La gente se giraba extrañada a mirarle. Iba por la calle lanzando aquella moneda al aire cada pocos segundos, sin detenerse en su recorrido al hacerlo. Caminaba, la moneda volaba, giraba delante de él, caía sobre el dorso de su mano izquierda al tiempo que con su mano derecha la atrapaba. Luego la miraba curioso y pensativo durante medio segundo, y entonces volvía a repetir la operación, todo ello sin pararse un instante. A veces se demoraba más tiempo entre lanzamiento y lanzamiento. Y en ocasiones hacía varios muy seguidos.
A mí, personalmente, me picó la curiosidad. Decidí seguirle durante un tiempo, y cuanto más lo hacía más misterioso me parecía todo aquello. Enseguida noté algo extraño; bueno, más extraño aún que el tema de la moneda. Llevaba un recorrido un tanto errático. En ocasiones daba una vuelta completa a una manzana antes de continuar en alguna dirección determinada, y más de una vez volvió sobre sus pasos. Entraba a distintos locales, aparentemente para nada, pues generalmente volvía a salir por la puerta de inmediato o si acaso unos segundos después. No entendía nada. Llegué a pensar que se había dado cuenta de que le seguía y se estaba quedando conmigo. Pero entonces lo comprendí: se estaba dejando llevar por aquella moneda. Lo vi claro cuando, en uno de los lanzamientos, la moneda se le resbaló y cayó al suelo. La recogió y la lanzó, pero se detuvo a consultarla antes de doblar la siguiente esquina; y solo después de hacerlo, fue cuando decidió girar hacía la derecha. Y a partir de ahí empecé a encajarlo todo. Siempre lanzaba la moneda ante las distintas oportunidades que se le presentaban en el recorrido: un cruce, una puerta abierta en un edificio, una bifurcación de caminos, lo que fuera. En cada uno de esos momentos echaba a suertes por donde debía seguir.

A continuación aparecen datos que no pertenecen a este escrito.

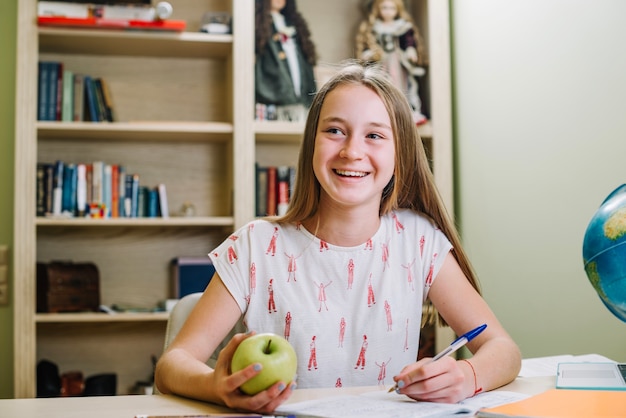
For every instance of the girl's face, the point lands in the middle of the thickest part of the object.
(388, 10)
(354, 154)
(278, 5)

Mi curiosidad iba en aumento. ¿Se comportaba así siempre? Su extraña forma de actuar, dejada por completo en manos del azar, ¿tenía algún fin? Me sobraba tiempo y ganas de descubrirlo, así que continué tras él, haciéndome el despistado buscando una dirección inexistente, hasta que volvió a detenerse en una parada de autobús. Vi como sonreía fugazmente. Luego recorrió la parte de atrás de la marquesina lanzando la moneda tras la espalda de cada una de las personas que estaba allí, de pie, esperando al 27. Tras el cuarto lanzamiento se detuvo. Miró la nuca de aquella chica. Miró la moneda. Y la volvió a lanzar. Y tras hacerlo, de nuevo repitió el mismo proceso, como si se quisiera asegurarse del resultado por una tercera vez. Entonces apretó la moneda en uno de sus puños y gritó casi eufórico: “¡te encontré!”, al tiempo que recorría con paso alegre el camino hasta la parte anterior de la parada y se ponía a hablar con aquella chica, entre risas nerviosas y aparentes explicaciones. Por desgracia no pude escuchar nada de aquello: justo llegó el 27 dedicando un sonoro concierto de claxon a una furgoneta mal estacionada en la parada del autobús. Lo último que vi fue como el joven, todo sonrisas, le entregaba a aquella chica la moneda, le daba dos besos, y retomaba con aire alegre y aliviado un recorrido que, ahora sí, parecía tener muy claro donde le llevaba.
¿Y qué fue de la chica? La chica lanzó la moneda al aire, y tras mirarla, se encogió de hombros y se subió al 27.